John: I started washing walls in an old age home in 1968, so I’m entering my fiftieth year of working in the poverty reduction space. The short answer to your question is yes, Canada’s poor are better off, but it’s complicated. Governments, working separately and together, have created a system that has brought people out of the deep poverty that they were in decades ago, but many still remain in what I would call shallow poverty. I don’t think since the 1960s that we as Canadians have taken a comprehensive approach, one in which we look at the whole of our poverty reduction and income security systems. In Canada, generally speaking, we have been very good at attacking one problem at a time.

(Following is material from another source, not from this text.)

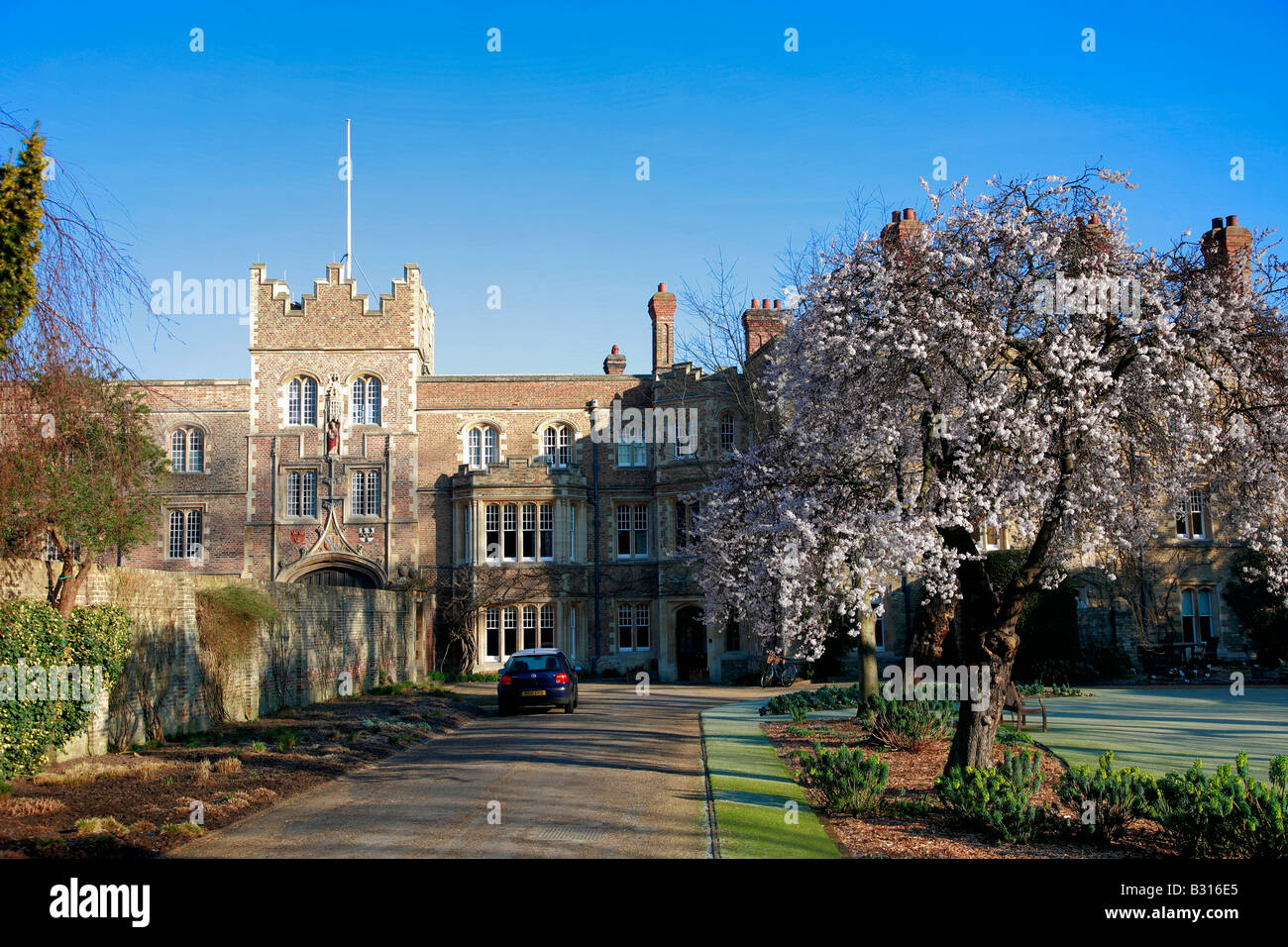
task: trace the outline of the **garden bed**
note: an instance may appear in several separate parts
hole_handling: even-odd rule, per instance
[[[153,857],[482,713],[450,691],[384,689],[13,778],[0,857]]]
[[[862,746],[866,752],[881,754],[890,767],[890,778],[880,808],[873,816],[829,814],[822,796],[805,786],[810,805],[819,814],[828,832],[851,857],[859,858],[1157,858],[1175,856],[1176,850],[1154,822],[1137,819],[1122,841],[1103,848],[1090,840],[1072,837],[1073,832],[1050,831],[1032,843],[1007,845],[962,826],[944,807],[935,791],[935,777],[943,773],[948,759],[947,741],[935,742],[920,751],[891,750],[875,743],[854,718],[811,719],[802,724],[765,723],[765,734],[779,758],[799,778],[797,751],[813,750],[815,743],[827,749],[844,745]],[[1041,747],[1021,747],[1038,749]],[[994,750],[994,761],[1002,760],[1003,747]],[[1050,754],[1041,763],[1046,776],[1042,790],[1033,801],[1051,804],[1060,816],[1075,821],[1078,813],[1063,805],[1054,786],[1065,767]]]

In the latter part of the ‘60s and into the ‘70s, we started to look at poverty amongst people over the age of sixty-five. We put in a system that could be called a guaranteed annual income for people over sixty-five. It doesn’t actually get all people over the poverty line but through various programs that we’ve bought in, the Canada Pension Plan, the Old Age Security Plan, the Guaranteed Income Supplement, the GAINS Program, and various tax credits, when you put them all together, we have taken most seniors out of poverty. In some places, around ten per cent remain in shallow poverty. For example, a single senior who has lived here their whole life with no other income and no CPP receives an income of just over $20,000: that is just under the poverty line of $22,000.
At the end of the 1990s, we moved our focus to child poverty. Through different mechanisms such the federal Canada Child Benefit, and provincial programs like the Ontario Child Benefit, we were able to bring an awful lot of children out of poverty.
Our present efforts are with the working poor. Next year, in Ontario, a full-time minimum wage job will result in an annual wage of around $29,000, which is approximately $7,000 higher than the present poverty line. And that’s really quite extraordinary. At the same time, the federal government has announced its signature changes to a new program called the Canada Workers Benefit that started out as the Working Income Tax Benefit. This program targets the working poor – you have to be a low-income worker to get it. Over the next two years, the federal government is going to be putting another $700 million into that program.
Of course, there have been various attempts to improve our income security system for people with disabilities and for people who rely on social assistance, but they haven’t done nearly as well as seniors, children, and the working poor.